Okay, so there is a problem when your game is too heavy and OBS cant render frames correctly, and we see frame drop cause of it. But many Intel (and maybe AMD, but I'm not really sure) processors has interated GPU that could possibly help.
I've made some tests, you can make it too, if you want.
1) Turn on integrated GPU and connect second monitor to it
2) Make sure that your first monitor is on discrete GPU
3) Make your second monitor as main
4) So, as of now we have first monitor on dGPU and second on iGPU, and second is main. Lets launch OBS now. Launching OBS makes it use iGPU as its renderer because main monitor is on iGPU which is considered default right now
5) Now we can make first monitor as main in Windows settings again, and make all programms launched from now to use dGPU again.
6) Profit. You have iGPU, rendering your OBS frames and dGPU rendering your game. OBS dont have to conflict with game for GPU resources anymore. Yes, you have to use SLI/Crossfire mode for capturing your game, but stable stream FPS is pretty good, isn't it?
Its tested on latest release Windows 10 with GTX 960 and Intel chip (latest drivers as well)

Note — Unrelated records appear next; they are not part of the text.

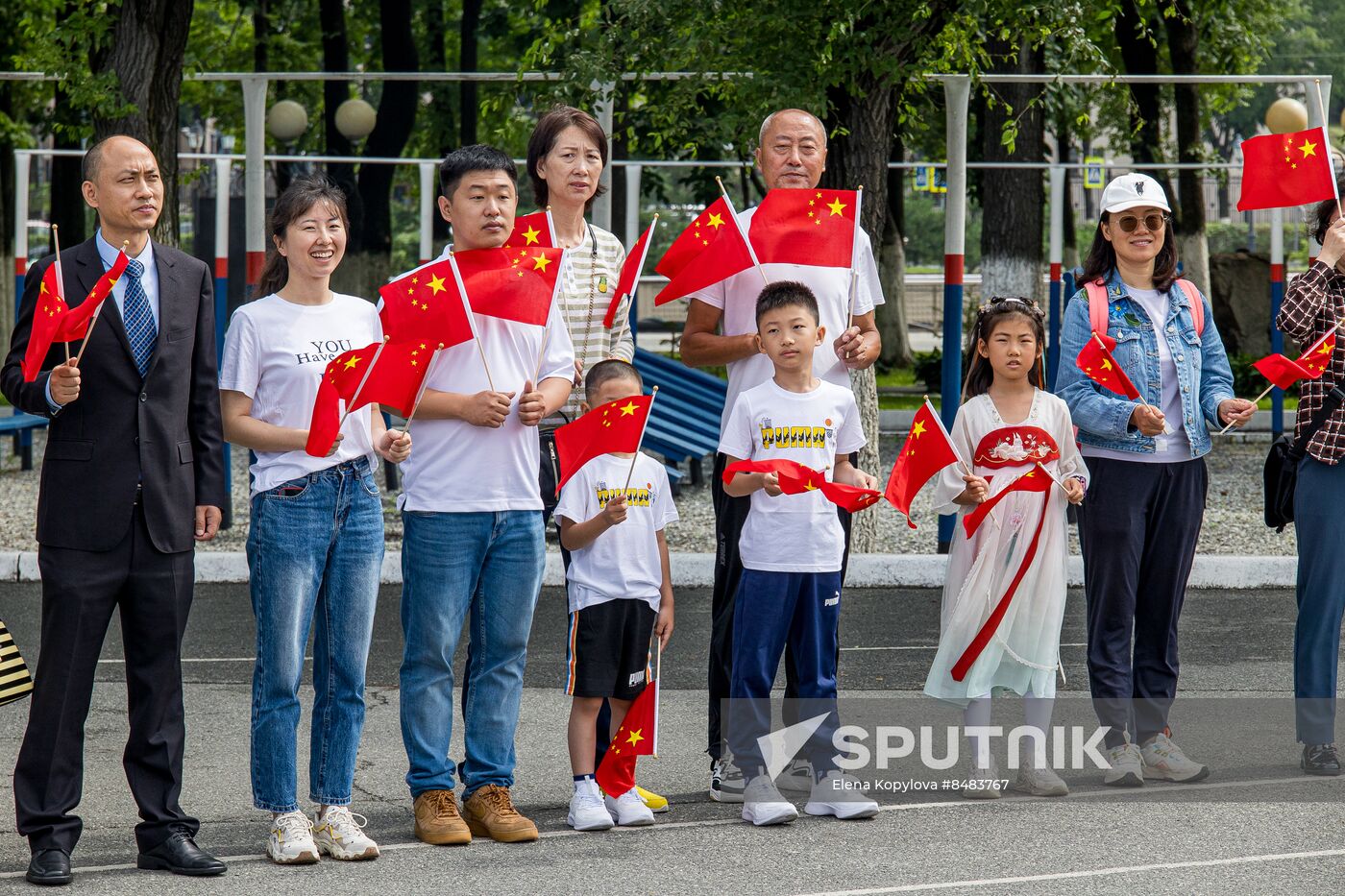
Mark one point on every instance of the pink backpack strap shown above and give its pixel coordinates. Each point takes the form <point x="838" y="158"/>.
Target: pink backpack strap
<point x="1197" y="307"/>
<point x="1098" y="312"/>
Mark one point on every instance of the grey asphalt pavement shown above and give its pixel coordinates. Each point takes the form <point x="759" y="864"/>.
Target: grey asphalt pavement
<point x="1255" y="826"/>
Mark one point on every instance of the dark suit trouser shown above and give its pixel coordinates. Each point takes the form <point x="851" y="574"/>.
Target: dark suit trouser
<point x="80" y="591"/>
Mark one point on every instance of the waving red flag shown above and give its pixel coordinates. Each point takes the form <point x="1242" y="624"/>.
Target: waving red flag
<point x="925" y="451"/>
<point x="380" y="373"/>
<point x="533" y="230"/>
<point x="629" y="280"/>
<point x="611" y="428"/>
<point x="636" y="738"/>
<point x="1099" y="366"/>
<point x="426" y="305"/>
<point x="1284" y="170"/>
<point x="806" y="228"/>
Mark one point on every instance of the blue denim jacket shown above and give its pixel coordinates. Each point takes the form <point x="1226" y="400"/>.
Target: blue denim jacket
<point x="1203" y="373"/>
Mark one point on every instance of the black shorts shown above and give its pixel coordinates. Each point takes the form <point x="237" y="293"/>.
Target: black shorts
<point x="608" y="648"/>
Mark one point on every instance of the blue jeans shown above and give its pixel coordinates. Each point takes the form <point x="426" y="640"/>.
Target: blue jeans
<point x="315" y="549"/>
<point x="452" y="563"/>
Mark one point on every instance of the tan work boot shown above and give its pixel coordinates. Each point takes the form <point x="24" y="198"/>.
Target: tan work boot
<point x="490" y="812"/>
<point x="437" y="819"/>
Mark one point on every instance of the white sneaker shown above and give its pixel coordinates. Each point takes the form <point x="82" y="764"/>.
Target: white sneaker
<point x="1126" y="767"/>
<point x="984" y="784"/>
<point x="339" y="835"/>
<point x="1165" y="762"/>
<point x="292" y="839"/>
<point x="796" y="778"/>
<point x="726" y="782"/>
<point x="1039" y="782"/>
<point x="629" y="811"/>
<point x="587" y="809"/>
<point x="841" y="795"/>
<point x="763" y="804"/>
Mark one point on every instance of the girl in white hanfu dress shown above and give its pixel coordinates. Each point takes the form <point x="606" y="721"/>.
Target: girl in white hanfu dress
<point x="1004" y="597"/>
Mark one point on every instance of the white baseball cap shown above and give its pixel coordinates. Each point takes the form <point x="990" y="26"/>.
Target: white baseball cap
<point x="1133" y="191"/>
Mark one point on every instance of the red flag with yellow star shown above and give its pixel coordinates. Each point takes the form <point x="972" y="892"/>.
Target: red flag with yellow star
<point x="426" y="305"/>
<point x="380" y="373"/>
<point x="531" y="230"/>
<point x="796" y="479"/>
<point x="513" y="282"/>
<point x="1098" y="365"/>
<point x="1284" y="170"/>
<point x="611" y="428"/>
<point x="636" y="738"/>
<point x="927" y="449"/>
<point x="806" y="228"/>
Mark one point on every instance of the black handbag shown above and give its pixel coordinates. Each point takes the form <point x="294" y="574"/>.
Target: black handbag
<point x="1281" y="472"/>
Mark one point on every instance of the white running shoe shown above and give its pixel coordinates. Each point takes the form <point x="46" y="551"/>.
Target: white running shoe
<point x="629" y="811"/>
<point x="587" y="809"/>
<point x="339" y="835"/>
<point x="1165" y="762"/>
<point x="726" y="782"/>
<point x="796" y="778"/>
<point x="291" y="839"/>
<point x="1126" y="767"/>
<point x="1039" y="782"/>
<point x="841" y="795"/>
<point x="763" y="804"/>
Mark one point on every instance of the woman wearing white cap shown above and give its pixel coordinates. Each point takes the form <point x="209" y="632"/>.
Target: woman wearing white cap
<point x="1146" y="499"/>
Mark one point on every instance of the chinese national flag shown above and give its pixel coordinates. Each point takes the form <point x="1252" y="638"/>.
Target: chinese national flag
<point x="76" y="323"/>
<point x="796" y="479"/>
<point x="511" y="282"/>
<point x="394" y="379"/>
<point x="426" y="305"/>
<point x="1036" y="479"/>
<point x="1098" y="365"/>
<point x="631" y="271"/>
<point x="712" y="249"/>
<point x="925" y="451"/>
<point x="1284" y="170"/>
<point x="611" y="428"/>
<point x="531" y="230"/>
<point x="46" y="323"/>
<point x="806" y="228"/>
<point x="636" y="738"/>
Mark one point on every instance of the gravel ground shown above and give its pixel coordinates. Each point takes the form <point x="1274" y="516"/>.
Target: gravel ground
<point x="1233" y="517"/>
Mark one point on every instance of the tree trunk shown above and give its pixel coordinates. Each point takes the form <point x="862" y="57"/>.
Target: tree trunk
<point x="150" y="40"/>
<point x="468" y="108"/>
<point x="1012" y="235"/>
<point x="1189" y="218"/>
<point x="868" y="116"/>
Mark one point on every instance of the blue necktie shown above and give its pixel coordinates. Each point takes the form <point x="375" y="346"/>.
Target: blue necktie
<point x="141" y="329"/>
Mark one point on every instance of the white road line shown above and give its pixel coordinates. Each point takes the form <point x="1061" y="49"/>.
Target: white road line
<point x="1095" y="872"/>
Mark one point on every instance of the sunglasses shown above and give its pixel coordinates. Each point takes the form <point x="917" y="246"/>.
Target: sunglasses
<point x="1154" y="221"/>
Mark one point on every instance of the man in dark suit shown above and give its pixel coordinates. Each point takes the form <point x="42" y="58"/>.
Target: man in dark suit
<point x="132" y="473"/>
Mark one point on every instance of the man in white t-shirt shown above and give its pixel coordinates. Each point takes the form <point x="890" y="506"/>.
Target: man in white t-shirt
<point x="721" y="329"/>
<point x="473" y="519"/>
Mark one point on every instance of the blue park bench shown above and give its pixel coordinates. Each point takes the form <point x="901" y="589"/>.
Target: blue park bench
<point x="20" y="425"/>
<point x="685" y="422"/>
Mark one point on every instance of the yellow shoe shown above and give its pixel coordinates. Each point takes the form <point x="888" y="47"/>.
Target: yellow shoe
<point x="652" y="801"/>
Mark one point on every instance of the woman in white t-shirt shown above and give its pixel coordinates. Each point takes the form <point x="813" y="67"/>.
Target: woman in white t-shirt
<point x="315" y="545"/>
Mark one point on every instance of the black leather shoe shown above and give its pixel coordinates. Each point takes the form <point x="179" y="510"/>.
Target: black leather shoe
<point x="182" y="856"/>
<point x="1321" y="759"/>
<point x="49" y="868"/>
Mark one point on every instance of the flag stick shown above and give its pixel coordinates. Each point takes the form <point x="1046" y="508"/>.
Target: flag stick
<point x="61" y="278"/>
<point x="471" y="318"/>
<point x="97" y="316"/>
<point x="646" y="425"/>
<point x="406" y="425"/>
<point x="739" y="227"/>
<point x="360" y="386"/>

So, i'm not expert in DirectX, but i believe you can choose rendering GPU in your programs. I dont know if its true for Windows 8.1 and lower, but its possible on Windows 10. So, maybe OBS should chose as well? We can eliminate low stream FPS problems by doing that and free a bit of dGPU resources as bonus!
 

Harold

Active Member
These steps introduce a MAJOR performance hit because you have to get the frame data from the game from your primary video card over to the secondary video card instead of just using that frame data in-place on the primary video card for scene composition.
 

SomebodyOdd

New Member
True, but when you have 60 fps in-game and, like 5-15 fps in OBS - that will be at least SOMETHING... SLI/Crossfire is about same thing - copying from GPU to another instead of in-place processing, right? But SLI owners can live with it, well, they HAVE to live with it.
 

Harold

Active Member
True, but when you have 60 fps in-game and, like 5-15 fps in OBS - that will be at least SOMETHING...
So you go from 60fps in game and 5-15 in obs to 30 in game and 20-30 in obs.
 

SomebodyOdd

New Member
So you go from 60fps in game and 5-15 in obs to 30 in game and 20-30 in obs.
Not exactly, i've got not much frame drop in PUBG and much better fps in OBS when I've made test with steps in thread start. Again, i'm not talking that it will be easy or perfect solution, but this can be handy in some hard situations, so why not have it with some "SLOW" markings?